I want to draw attention to evidence of authorial intent found Trebarfoot Volume 1, where Olive Allen Biller seems to be offering a commentary on the very practice of journaling. After providing a simple, daily log of activities occurring over the course of two-weeks, where the weather and evening pass-times were briefly recorded in point form, Olive writes:

“By the amount of snow, drizzle, and downright rain entered in this journal, the uninitiated might think we didn’t have a jolly time – but we did. Log fires are hosts in themselves. It takes a lot of people to blow them and pull them down, pile them up again, fetch more…”.

Allen Biller clearly appears to be addressing someone in her journals. After her previous, point-form mentions of daily remarks, Olive takes the time to further explain her two weeks for the “uninitiated” (us, the reader and researcher) in a more literary way.

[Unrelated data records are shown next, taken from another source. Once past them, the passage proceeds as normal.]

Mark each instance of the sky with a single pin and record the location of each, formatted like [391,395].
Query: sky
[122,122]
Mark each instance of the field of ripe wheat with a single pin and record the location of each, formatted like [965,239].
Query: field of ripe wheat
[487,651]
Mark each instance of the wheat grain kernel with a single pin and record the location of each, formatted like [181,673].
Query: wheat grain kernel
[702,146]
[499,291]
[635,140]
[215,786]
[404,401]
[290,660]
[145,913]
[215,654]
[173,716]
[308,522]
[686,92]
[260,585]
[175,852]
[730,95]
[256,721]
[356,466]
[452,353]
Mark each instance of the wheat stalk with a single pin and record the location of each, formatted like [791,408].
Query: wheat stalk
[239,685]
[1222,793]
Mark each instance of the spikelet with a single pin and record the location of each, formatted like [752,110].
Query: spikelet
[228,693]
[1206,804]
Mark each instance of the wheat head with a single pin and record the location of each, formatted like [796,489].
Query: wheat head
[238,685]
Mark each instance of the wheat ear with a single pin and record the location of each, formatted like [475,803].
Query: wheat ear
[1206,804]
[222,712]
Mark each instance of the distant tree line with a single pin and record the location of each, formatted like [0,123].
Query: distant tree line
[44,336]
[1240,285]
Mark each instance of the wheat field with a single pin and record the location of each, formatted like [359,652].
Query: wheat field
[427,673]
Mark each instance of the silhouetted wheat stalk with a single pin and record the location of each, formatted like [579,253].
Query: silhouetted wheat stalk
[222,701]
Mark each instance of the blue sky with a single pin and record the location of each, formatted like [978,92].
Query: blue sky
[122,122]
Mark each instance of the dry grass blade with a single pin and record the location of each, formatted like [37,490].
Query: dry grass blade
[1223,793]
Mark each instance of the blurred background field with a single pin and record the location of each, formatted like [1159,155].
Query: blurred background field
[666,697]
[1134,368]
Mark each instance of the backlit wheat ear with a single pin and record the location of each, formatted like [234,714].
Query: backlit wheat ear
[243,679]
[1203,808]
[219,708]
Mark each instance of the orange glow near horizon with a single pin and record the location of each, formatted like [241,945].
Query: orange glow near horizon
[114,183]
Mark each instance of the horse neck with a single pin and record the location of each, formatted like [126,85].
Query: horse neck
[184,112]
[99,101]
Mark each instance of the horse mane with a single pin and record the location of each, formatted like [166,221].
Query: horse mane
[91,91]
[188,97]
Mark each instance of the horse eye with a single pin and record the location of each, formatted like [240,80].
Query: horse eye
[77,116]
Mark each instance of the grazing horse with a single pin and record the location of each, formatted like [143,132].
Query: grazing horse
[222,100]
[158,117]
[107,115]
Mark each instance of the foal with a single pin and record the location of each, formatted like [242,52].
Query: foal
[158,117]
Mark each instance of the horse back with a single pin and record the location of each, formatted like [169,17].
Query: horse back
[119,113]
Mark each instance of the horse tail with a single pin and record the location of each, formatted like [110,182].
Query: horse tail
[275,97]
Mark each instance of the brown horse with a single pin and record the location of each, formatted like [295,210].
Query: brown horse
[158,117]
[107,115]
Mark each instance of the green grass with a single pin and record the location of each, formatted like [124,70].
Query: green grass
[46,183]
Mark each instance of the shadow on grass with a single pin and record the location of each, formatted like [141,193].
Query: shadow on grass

Here’s is another example of Olive’s authorial intent surfacing in her ordinary writings:

“Nobody kept a journal. Perhaps five weeks of everyday doings might become a stale read. However, some of the principle events are chronicled in a certain blue diary…but she didn’t write it up…consequently much valuable information has been lost”.

Olive Allen Biller’s intent in creating these journals becomes evident as she addresses the potential reader -“the uninitiated”. These instance of personal, ordinary writing appear to be a deliberate attempts to create and memorialize the “self”.  The creation of the “self” within personal archives, whether elaborate, mundane, authentic, or fabricate, is a narratological construction, similar to that seen in literary works. As Sue McKemmish and Catherine Hobbs’ argue, personal archives are “narratives of the self”.

Works Cited:

Allen Biller, Olive. 1890- c.1950. Box 1. RBSC-ARC-1033 Olive Allen Biller Fonds. University of British Columbia Rare Books and Special Collections, University of British Columbia Library, Vancouver. 23 February 2016.

Hobbs, Catherine. “The Character of Personal Archives: Reflections on the Value of Records of Individuals.” Archivaria 52 (2001): 126-135. Web. 28 February 2016.

Sinor, Jennifer. The Extraordinary Work of Ordinary Writing: Annie Ray’s Diary. Iowa City: U of Iowa, 2002. Project MUSE. Web. 28 Feb. 2016.